It’s a picture that’s now been shared widely across Oregon and the country.
The picture shows a keychain attached to Bend Police Cpl. Josh Spano’s uniform.
On it, the words “Molon Labe” are inscribed in Greek lettering.
And it’s created a stir.
“This keychain was given to me by a friend in the early days of my career in law enforcement,” Spano told Central Oregon Daily’s Samantha O’Connor in his only televised interview.
The phrase has Greek origins dating back thousands of years and loosely means “come and take them.”
“Basically in my belief system, it’s good versus evil,” Spano said, “I’ve never had anyone explain it to me as far left or far right. It’s never been explained to me that way and I’ve never understood it that way.”
On May 1st, a vocal critic of Bend Police under arrest for criminal trespassing snapped a photo of the keychain on Spano’s vest.
The photo– and others– were shared widely on social media and, in Spano’s eyes, portrayed him as someone he’s not.
“Accusing me of being racist, a white nationalist. I don’t adhere to any of those things at all. I have no connections to any group,” he said. “I work, I go home, I take care of my family, I spend a lot of time fishing. I don’t have time for any of that. I don’t appreciate people doing any of those things.”
Spano, a former Army medic, is firm in his stance against racism and white supremacy but the phrase on his keychain has been adopted by various pro-gun and anti-government groups as a phrase of defiance.
The keychain was attached to his patrol car key and clearly visible while on duty.
Now, it’s under investigation by his superiors.
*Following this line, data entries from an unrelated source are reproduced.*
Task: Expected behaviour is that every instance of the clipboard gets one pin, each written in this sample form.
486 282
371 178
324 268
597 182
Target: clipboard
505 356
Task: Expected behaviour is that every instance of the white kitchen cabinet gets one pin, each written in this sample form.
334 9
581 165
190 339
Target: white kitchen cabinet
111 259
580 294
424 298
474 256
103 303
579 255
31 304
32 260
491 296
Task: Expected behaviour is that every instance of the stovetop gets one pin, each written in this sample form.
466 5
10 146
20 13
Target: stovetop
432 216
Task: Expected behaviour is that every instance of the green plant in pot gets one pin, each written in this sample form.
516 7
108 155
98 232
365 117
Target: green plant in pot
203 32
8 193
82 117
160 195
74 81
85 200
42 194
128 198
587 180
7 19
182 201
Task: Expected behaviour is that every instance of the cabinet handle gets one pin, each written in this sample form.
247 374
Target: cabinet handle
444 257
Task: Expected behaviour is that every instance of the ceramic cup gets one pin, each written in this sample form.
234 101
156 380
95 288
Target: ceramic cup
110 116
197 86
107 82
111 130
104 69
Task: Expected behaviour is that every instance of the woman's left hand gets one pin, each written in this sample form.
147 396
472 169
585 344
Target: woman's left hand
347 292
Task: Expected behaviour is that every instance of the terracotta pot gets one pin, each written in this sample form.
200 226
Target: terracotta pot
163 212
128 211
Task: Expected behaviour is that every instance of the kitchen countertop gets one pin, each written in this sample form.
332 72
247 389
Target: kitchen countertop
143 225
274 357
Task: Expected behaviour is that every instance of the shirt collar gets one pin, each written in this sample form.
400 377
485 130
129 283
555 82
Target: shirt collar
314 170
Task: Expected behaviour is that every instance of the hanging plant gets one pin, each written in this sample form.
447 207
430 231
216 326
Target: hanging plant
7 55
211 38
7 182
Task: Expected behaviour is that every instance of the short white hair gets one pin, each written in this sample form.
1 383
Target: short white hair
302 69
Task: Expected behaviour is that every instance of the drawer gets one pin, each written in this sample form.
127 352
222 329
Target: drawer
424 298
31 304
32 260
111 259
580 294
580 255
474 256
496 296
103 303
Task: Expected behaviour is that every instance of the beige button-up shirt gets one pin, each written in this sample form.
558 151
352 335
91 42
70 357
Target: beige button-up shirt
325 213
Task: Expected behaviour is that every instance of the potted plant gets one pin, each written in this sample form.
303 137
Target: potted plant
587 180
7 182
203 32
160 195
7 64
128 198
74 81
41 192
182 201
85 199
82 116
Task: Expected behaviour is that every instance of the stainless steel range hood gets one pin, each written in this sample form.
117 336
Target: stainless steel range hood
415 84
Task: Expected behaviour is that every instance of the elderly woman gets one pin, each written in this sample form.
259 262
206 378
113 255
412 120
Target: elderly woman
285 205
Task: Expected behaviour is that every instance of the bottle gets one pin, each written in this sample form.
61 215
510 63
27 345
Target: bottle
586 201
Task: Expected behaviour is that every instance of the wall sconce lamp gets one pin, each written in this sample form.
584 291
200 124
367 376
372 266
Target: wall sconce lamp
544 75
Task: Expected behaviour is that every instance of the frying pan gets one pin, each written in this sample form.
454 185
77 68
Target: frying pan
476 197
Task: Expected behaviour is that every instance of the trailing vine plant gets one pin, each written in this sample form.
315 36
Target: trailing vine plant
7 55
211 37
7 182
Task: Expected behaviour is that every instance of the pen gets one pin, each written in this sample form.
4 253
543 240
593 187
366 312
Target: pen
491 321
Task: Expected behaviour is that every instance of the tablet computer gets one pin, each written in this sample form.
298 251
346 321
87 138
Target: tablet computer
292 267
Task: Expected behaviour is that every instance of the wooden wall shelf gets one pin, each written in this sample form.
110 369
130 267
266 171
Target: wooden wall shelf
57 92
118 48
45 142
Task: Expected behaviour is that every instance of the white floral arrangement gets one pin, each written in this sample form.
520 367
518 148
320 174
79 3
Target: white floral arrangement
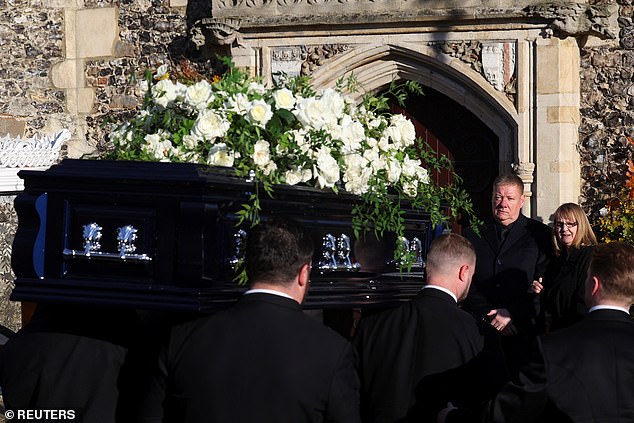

“The Bend Police Department has been made aware of allegations that have been posted on social media regarding one of our employees displaying an item that was inconsistent with our uniform last week and alleged to be an item in support of extremist ideologies,” Chief Michael Krantz said in a statement. “The Bend Police Department will be reviewing this information and conducting an inquiry into the alleged policy violations.
“The Bend Police Department stresses that there is no place in policing for extremism or violent ideologies, and if held, those beliefs would be incompatible with law enforcement. Fair, equitable and community-based policing are reflected in our policies and training and the expectations of our employees.”
Spano, a Bend Police officer since 2015, said he wouldn’t put up a fight if his bosses determine he violated department policy.
“Ultimately I work for a municipality that has city councilors and a city manager and an agency head,” he said. “If they decide that I can’t have it, then I won’t have it.”